The subsite feature is used to create “mini-websites” within websites by allowing for a section of the site to contain a customized design, logo, site title, and navigation. Because all subsites are within the same web property and database, sharing content like news and events is much easier than if every site is built as a separate entity. In addition, it provides an easy-to-manage single user/editor base, plus upgrades only need to be made once for the suite of sites - reducing the overall maintenance effort. Subsite was first developed in 2013 for the Vice Provost for Undergraduate Education’s (VPUE) many programs, then leveraged by Stanford Earth.
For version 2, SWS interviewed the existing users and - from that feedback - made substantial gains in the administrative experience, now deployed on the Cardinal at Work website.
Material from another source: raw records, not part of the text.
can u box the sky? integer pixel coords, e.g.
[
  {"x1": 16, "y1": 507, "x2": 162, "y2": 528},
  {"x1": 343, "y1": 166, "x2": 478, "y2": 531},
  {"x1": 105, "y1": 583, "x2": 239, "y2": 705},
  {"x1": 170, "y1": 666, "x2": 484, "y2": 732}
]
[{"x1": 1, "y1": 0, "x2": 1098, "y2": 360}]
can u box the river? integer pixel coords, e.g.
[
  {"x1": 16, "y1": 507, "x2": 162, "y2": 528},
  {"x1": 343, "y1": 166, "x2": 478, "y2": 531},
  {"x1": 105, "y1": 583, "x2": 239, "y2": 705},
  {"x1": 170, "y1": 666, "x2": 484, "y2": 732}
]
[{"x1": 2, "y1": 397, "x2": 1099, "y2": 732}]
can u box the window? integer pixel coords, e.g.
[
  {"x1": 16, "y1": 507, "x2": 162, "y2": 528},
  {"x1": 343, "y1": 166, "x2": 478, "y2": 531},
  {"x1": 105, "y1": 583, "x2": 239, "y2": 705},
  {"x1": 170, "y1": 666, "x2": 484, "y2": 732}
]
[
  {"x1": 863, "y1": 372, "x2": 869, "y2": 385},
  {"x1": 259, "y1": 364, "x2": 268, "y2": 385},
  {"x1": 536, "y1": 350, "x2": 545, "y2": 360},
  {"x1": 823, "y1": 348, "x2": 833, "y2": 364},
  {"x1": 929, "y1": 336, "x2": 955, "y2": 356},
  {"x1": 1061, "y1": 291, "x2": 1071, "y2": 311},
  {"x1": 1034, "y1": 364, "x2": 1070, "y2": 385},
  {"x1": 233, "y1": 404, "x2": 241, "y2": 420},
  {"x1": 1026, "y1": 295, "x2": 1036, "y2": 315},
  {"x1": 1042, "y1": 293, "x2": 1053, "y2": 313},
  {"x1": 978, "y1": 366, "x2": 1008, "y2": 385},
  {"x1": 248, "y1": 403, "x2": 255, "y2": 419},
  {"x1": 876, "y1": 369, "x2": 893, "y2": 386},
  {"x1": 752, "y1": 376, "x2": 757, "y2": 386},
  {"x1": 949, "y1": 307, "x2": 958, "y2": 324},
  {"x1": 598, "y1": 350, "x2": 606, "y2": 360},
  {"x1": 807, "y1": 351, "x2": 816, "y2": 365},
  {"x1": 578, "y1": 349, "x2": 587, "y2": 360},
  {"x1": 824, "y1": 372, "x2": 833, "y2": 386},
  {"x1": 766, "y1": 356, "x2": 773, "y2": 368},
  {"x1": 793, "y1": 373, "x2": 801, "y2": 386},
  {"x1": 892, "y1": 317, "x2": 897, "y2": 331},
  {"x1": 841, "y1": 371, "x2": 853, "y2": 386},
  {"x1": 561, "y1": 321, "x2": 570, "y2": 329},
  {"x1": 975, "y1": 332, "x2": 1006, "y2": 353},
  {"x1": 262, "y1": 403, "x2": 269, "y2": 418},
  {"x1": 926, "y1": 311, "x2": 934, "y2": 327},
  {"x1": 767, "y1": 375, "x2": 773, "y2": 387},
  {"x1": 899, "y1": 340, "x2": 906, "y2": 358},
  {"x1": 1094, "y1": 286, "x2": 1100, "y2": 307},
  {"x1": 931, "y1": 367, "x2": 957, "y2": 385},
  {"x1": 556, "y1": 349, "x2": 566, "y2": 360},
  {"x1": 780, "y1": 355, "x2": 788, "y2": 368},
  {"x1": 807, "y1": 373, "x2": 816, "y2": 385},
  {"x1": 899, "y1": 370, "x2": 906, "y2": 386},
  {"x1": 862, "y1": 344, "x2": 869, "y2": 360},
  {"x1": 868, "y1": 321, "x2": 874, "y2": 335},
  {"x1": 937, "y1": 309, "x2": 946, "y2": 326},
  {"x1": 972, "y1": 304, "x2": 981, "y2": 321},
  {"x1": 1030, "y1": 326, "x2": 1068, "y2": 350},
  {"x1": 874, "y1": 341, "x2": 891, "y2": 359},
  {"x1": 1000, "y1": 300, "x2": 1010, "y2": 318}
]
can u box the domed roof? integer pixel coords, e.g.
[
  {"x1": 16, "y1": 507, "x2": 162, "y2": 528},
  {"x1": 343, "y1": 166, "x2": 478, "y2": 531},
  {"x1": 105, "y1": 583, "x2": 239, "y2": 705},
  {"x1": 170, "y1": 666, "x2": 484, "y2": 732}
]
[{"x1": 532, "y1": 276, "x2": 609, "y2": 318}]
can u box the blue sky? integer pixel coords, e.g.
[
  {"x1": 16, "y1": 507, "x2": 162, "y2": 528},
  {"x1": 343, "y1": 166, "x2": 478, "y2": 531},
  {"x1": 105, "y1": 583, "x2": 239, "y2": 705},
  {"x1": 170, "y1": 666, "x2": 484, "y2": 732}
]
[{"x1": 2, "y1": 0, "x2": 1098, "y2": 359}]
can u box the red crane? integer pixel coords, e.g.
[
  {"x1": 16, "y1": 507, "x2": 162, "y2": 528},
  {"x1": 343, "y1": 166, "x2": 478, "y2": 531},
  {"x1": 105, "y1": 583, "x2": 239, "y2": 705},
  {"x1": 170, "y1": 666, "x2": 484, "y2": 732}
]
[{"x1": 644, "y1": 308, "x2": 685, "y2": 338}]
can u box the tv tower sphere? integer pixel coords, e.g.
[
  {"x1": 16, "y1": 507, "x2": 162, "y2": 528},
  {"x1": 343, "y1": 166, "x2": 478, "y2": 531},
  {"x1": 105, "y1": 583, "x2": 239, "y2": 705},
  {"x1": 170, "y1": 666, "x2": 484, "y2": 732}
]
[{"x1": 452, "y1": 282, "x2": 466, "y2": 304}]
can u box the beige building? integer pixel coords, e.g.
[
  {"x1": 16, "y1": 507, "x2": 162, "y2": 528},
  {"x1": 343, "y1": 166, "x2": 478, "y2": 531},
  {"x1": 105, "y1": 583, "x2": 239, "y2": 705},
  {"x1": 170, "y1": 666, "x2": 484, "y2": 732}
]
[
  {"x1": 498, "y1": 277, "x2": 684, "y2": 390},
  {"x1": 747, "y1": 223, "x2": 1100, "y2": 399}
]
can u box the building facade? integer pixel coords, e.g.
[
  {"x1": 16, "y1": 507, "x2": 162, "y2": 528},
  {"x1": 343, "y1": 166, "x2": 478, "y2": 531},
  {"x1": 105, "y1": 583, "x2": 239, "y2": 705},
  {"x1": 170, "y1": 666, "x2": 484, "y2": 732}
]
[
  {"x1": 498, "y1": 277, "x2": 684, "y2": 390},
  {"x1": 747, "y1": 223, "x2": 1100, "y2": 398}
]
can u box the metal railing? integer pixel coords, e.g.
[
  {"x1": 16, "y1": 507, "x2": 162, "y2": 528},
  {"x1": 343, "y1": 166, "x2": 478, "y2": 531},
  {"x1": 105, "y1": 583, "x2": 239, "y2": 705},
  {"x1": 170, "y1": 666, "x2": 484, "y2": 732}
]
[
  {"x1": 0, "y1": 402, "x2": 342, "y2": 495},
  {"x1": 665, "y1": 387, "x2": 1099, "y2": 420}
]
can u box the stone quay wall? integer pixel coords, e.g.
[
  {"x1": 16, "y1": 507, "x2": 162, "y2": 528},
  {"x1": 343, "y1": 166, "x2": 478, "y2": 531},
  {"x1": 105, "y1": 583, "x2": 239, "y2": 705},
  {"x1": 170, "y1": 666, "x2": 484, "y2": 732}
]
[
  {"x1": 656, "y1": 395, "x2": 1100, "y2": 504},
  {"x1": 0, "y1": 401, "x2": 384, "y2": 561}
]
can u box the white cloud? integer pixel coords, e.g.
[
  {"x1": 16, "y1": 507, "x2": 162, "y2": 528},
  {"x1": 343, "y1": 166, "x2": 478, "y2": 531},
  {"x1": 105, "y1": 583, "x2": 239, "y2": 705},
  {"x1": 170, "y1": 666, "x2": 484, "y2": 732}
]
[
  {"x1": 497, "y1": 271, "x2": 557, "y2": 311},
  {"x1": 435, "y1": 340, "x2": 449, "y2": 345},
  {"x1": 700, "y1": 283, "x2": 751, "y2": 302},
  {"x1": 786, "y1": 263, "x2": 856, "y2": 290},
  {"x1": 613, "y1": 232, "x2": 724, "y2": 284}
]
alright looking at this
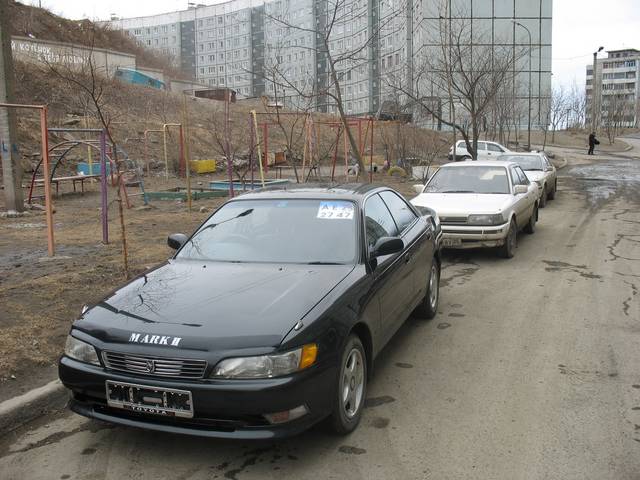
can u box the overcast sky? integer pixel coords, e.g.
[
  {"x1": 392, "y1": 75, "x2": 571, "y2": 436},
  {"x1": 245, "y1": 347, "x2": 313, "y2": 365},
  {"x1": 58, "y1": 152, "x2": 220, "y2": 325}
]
[{"x1": 30, "y1": 0, "x2": 640, "y2": 91}]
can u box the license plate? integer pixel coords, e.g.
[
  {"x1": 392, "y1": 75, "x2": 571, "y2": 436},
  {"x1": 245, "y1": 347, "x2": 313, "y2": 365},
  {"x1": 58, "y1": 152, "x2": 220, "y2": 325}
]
[
  {"x1": 442, "y1": 237, "x2": 462, "y2": 247},
  {"x1": 106, "y1": 381, "x2": 194, "y2": 418}
]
Next, the feature will be used on the new IRiSS website, currently in development, for various labs and centers.
“Unlike working with outside website design and development vendors, working with Stanford Web Services takes the burden off our own communications team. We can focus on our content, knowing SWS is responsible for - and experts at - building websites that meet university accessibility and identity standards, work on any device and browser, and integrate new features that we request,” said Valerie Beeman, Communications Director for University Human Resources.
“What’s more, it feels good to partner internally because we know the work SWS does with us can benefit others on campus, too.”